Nvidia - Santa Clara, CA
posted 3 months ago
Site Reliability Engineering (SRE) at NVIDIA is an engineering discipline focused on designing, building, and maintaining large-scale production systems with high efficiency and availability. This role combines software and systems engineering practices to ensure that our internal and external GPU cloud services operate with maximum reliability and uptime. SRE at NVIDIA is not just a technical role; it embodies a mindset and a set of engineering approaches aimed at optimizing production systems. The discipline requires a deep understanding of various systems, networking, coding, database management, capacity management, continuous delivery, and deployment, as well as familiarity with open-source cloud technologies like Kubernetes and OpenStack. The SRE team is responsible for the overall health of our services, ensuring that they run smoothly and efficiently.
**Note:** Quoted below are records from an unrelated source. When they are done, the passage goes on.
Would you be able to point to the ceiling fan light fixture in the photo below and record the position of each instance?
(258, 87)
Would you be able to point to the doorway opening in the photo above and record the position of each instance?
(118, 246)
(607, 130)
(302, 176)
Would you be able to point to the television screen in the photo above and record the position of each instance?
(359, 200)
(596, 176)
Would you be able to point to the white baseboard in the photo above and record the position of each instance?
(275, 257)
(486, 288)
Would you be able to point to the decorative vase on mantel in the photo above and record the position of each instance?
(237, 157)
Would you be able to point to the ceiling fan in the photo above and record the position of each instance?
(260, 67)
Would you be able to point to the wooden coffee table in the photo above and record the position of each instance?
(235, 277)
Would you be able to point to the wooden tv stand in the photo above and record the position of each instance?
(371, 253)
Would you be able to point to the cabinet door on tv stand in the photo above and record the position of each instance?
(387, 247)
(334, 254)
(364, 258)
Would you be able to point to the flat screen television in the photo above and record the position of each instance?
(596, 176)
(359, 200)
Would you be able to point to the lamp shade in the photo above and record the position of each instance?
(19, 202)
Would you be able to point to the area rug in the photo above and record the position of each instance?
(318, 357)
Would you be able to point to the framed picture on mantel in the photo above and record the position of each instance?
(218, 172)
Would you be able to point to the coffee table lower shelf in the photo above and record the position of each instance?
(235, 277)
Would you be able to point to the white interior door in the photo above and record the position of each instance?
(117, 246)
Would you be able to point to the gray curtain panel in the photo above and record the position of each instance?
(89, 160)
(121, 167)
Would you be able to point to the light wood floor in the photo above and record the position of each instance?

This involves careful planning and preparation to enable developers to make changes to existing systems while monitoring capacity, latency, and performance. Our software development efforts are heavily focused on automation, performance tuning, and enhancing the efficiency of production systems. SREs play a crucial role in minimizing manual work and proactively identifying potential outages, which is essential for maintaining product quality and ensuring a dynamic work environment. At NVIDIA, we foster a culture of diversity, intellectual curiosity, and problem-solving. We believe that bringing together individuals with varied backgrounds and experiences leads to innovative solutions. Our team encourages collaboration, big thinking, and risk-taking in a blame-free environment. We prioritize self-direction in meaningful projects while providing the necessary support and mentorship for personal and professional growth.